One of the unusual features of ergative languages is that the way they deal with the subject of intransitive verbs like other languages deal with the object of transitive verbs. "Many European languages have a nominative-accusative system," Roberta clarifies "That means that the subject of a sentence is always given the nominative case, and the object the accusative case. In ergative languages, on the other hand, the subject of an intransitive verb is given the absolutive case, while the subject of a transitive verb receives the ergative case: speakers of such languages say the equivalent of 'I move her' and 'Her moves', for example. Southern Italian languages occupy an intermediate position between these two systems: sometimes they resemble the nominative-accusative system, and sometimes the ergative. That is pretty unique."

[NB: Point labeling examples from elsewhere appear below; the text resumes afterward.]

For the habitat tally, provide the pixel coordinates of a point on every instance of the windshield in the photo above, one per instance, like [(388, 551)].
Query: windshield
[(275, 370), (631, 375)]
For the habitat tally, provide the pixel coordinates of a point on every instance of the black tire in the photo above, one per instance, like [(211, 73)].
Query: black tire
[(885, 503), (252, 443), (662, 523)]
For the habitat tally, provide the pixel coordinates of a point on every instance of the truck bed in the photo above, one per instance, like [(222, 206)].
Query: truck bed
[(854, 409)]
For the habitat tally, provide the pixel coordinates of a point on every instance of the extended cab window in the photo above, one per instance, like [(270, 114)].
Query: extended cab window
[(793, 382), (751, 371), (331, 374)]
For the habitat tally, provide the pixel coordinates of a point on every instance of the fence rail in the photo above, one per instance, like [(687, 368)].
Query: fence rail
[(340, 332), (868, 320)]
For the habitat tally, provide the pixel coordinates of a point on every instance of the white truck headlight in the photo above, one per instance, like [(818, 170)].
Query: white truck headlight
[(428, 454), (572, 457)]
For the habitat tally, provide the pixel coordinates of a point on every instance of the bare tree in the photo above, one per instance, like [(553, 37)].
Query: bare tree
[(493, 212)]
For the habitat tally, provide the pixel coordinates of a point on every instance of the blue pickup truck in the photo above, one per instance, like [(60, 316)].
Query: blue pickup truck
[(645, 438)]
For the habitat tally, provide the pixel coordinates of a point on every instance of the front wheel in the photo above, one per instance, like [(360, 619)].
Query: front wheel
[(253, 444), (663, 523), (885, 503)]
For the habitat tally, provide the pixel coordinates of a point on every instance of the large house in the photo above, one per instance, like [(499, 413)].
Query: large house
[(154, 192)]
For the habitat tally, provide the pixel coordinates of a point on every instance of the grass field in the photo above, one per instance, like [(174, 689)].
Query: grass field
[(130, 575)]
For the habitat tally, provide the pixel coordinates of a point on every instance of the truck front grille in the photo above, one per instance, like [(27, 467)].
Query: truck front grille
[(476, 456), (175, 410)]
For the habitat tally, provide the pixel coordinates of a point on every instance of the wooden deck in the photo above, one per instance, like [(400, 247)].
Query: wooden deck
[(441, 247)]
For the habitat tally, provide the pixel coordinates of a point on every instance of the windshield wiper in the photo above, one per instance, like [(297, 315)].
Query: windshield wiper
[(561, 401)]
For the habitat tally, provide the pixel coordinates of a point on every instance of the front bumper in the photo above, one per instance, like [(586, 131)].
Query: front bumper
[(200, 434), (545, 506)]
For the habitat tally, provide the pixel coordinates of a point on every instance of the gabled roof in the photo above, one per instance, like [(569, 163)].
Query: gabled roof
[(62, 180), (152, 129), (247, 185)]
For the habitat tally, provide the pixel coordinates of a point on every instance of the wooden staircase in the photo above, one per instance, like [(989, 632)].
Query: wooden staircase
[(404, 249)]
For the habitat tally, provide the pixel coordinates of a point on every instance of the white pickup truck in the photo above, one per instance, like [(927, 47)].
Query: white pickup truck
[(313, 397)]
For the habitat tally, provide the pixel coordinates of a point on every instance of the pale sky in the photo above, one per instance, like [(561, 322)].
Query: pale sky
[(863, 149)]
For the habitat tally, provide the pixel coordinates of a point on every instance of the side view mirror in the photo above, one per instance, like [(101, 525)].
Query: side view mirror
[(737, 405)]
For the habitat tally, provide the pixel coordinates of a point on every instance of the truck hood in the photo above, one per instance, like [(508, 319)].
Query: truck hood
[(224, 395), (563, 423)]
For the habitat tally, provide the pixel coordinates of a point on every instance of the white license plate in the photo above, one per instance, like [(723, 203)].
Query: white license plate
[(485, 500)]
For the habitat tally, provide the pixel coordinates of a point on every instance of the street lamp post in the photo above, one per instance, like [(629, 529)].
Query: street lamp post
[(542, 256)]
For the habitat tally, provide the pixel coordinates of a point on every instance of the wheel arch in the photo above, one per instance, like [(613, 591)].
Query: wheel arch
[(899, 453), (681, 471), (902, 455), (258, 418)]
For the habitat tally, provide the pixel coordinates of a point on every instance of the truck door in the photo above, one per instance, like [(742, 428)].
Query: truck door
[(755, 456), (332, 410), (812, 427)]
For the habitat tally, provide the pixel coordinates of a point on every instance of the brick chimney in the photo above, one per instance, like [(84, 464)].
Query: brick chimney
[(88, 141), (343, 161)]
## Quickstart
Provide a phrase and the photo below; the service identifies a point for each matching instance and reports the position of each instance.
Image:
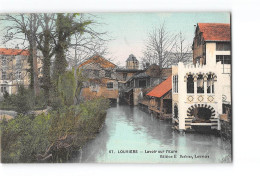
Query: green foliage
(67, 88)
(24, 137)
(23, 101)
(66, 25)
(57, 134)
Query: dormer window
(223, 46)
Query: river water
(129, 128)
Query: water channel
(129, 128)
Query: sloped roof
(13, 52)
(162, 88)
(131, 58)
(215, 31)
(99, 60)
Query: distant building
(101, 78)
(160, 99)
(13, 69)
(135, 87)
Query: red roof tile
(215, 31)
(100, 60)
(13, 52)
(162, 88)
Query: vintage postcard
(116, 87)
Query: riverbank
(51, 137)
(130, 129)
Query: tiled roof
(162, 88)
(131, 58)
(215, 31)
(100, 60)
(13, 52)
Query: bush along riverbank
(51, 137)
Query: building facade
(201, 92)
(14, 69)
(100, 78)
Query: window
(110, 85)
(96, 73)
(224, 59)
(223, 46)
(175, 83)
(190, 84)
(3, 88)
(142, 83)
(4, 61)
(18, 75)
(124, 76)
(107, 73)
(210, 84)
(4, 76)
(200, 84)
(18, 62)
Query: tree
(66, 26)
(181, 52)
(165, 48)
(46, 46)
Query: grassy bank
(52, 137)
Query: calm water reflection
(129, 128)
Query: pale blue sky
(129, 30)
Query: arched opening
(210, 84)
(201, 113)
(175, 110)
(200, 84)
(190, 84)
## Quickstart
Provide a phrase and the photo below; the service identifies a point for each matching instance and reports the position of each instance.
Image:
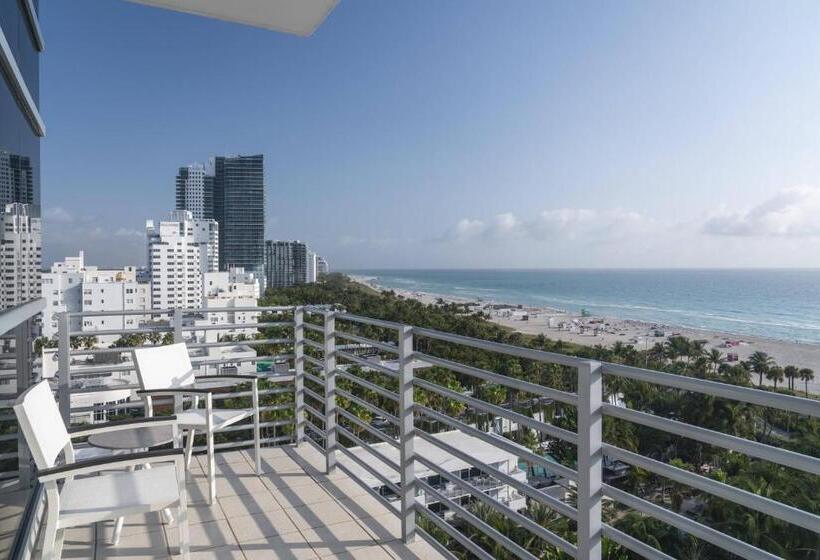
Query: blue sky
(451, 134)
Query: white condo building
(180, 251)
(194, 191)
(73, 286)
(21, 257)
(234, 289)
(322, 267)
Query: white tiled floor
(293, 511)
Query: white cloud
(128, 232)
(58, 214)
(793, 212)
(562, 223)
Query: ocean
(776, 303)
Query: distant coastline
(591, 329)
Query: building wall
(21, 247)
(179, 252)
(20, 131)
(194, 191)
(71, 286)
(239, 208)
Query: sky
(459, 134)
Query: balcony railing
(320, 399)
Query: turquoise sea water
(780, 304)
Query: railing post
(64, 366)
(299, 366)
(22, 350)
(406, 432)
(178, 326)
(330, 391)
(590, 458)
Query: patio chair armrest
(112, 462)
(117, 425)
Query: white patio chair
(167, 371)
(80, 501)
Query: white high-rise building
(72, 286)
(21, 247)
(230, 290)
(312, 267)
(194, 191)
(180, 251)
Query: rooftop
(293, 511)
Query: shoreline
(589, 330)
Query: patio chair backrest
(39, 417)
(164, 367)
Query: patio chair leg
(257, 453)
(211, 469)
(182, 517)
(50, 549)
(189, 448)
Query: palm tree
(791, 372)
(715, 358)
(760, 362)
(806, 375)
(775, 374)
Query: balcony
(332, 412)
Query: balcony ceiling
(299, 17)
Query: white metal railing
(326, 390)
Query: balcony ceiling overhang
(299, 17)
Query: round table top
(134, 438)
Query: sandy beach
(590, 330)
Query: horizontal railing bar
(367, 363)
(313, 411)
(251, 342)
(499, 441)
(315, 379)
(549, 501)
(478, 404)
(748, 447)
(477, 523)
(371, 407)
(521, 520)
(511, 382)
(367, 447)
(633, 544)
(314, 394)
(367, 385)
(510, 350)
(315, 428)
(12, 317)
(314, 328)
(362, 340)
(369, 321)
(462, 539)
(366, 466)
(141, 330)
(313, 344)
(736, 495)
(789, 403)
(683, 523)
(249, 426)
(368, 428)
(244, 443)
(231, 326)
(170, 311)
(121, 313)
(313, 361)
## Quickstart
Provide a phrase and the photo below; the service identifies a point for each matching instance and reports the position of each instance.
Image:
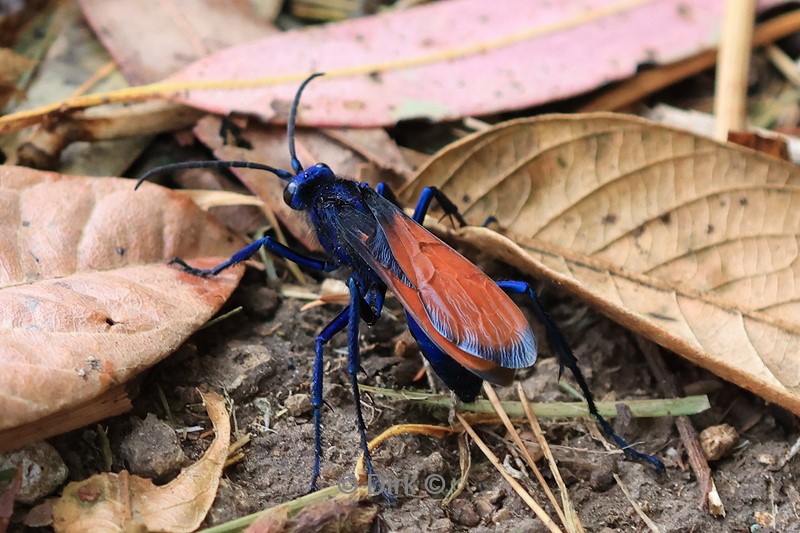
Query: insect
(466, 325)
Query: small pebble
(602, 476)
(717, 441)
(434, 464)
(767, 459)
(298, 404)
(463, 513)
(152, 450)
(484, 508)
(43, 471)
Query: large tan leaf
(87, 300)
(692, 243)
(122, 502)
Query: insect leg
(247, 252)
(568, 359)
(336, 325)
(353, 367)
(424, 203)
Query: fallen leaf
(691, 243)
(73, 58)
(177, 33)
(453, 59)
(760, 143)
(87, 300)
(123, 502)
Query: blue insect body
(465, 324)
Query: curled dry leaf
(123, 502)
(87, 300)
(691, 243)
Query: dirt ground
(266, 353)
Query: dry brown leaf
(692, 243)
(87, 300)
(122, 502)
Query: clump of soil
(261, 359)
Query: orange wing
(461, 303)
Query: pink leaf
(455, 58)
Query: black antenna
(282, 174)
(296, 166)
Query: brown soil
(266, 352)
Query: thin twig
(524, 451)
(519, 489)
(730, 100)
(572, 516)
(689, 437)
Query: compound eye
(289, 192)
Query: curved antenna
(282, 174)
(296, 166)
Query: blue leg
(568, 359)
(353, 367)
(336, 325)
(424, 203)
(247, 252)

Other features of southern Italian dialects
Two other unusual features of Abruzzese are that the past participle of a transitive verb with a plural subject is also in the plural (unlike in the rest of the Romance languages), and the choice of auxiliary verbs. In many languages, the choice of auxiliary verb depends only on the following verb, but in other languages it can depend on other factors. In Eastern Abruzzese, the dialect spoken in the Eastern region of Abruzzo, for example, the choice of an auxiliary verb depends on the person of the main verb: the 1st and 2nd person always get the auxiliary "to be", while the 3rd person gets the auxiliary "to have". Combining these two principles, we find that the equivalent of "We have eaten the apple" in Abruzzese will be: "Seme magnite la mela" (we are eaten the apple - where "eaten" is in the plural form); translated into broken Italian, this becomes "Siamo mangiati la mela", while the correct Italian form is "Abbiamo mangiato la mela."
This special way of selecting auxiliaries used to be found also in some other Romance languages, but has gradually disappeared. Precisely when and why this happened is one of the topics Roberta D'Alessandro wants to deal with in her study. She aims to compare the southern Italian dialects with languages spoken in other parts of the world that share the same features, and hopes to elucidate the underlying basis for their grammatical and syntactic rules. The University of Leiden plans to hold a meeting on Italian dialects in 2015.
A few striking expressions in Abruzzese
Chi capa cape, scapatura pije - "If you're too picky, you get the left-overs."
Cende nijende a 'ccise l'asene - "A hundred nothings killed the donkey."
Chi te' torte strille forte - "When you are in the wrong, you shout all the louder."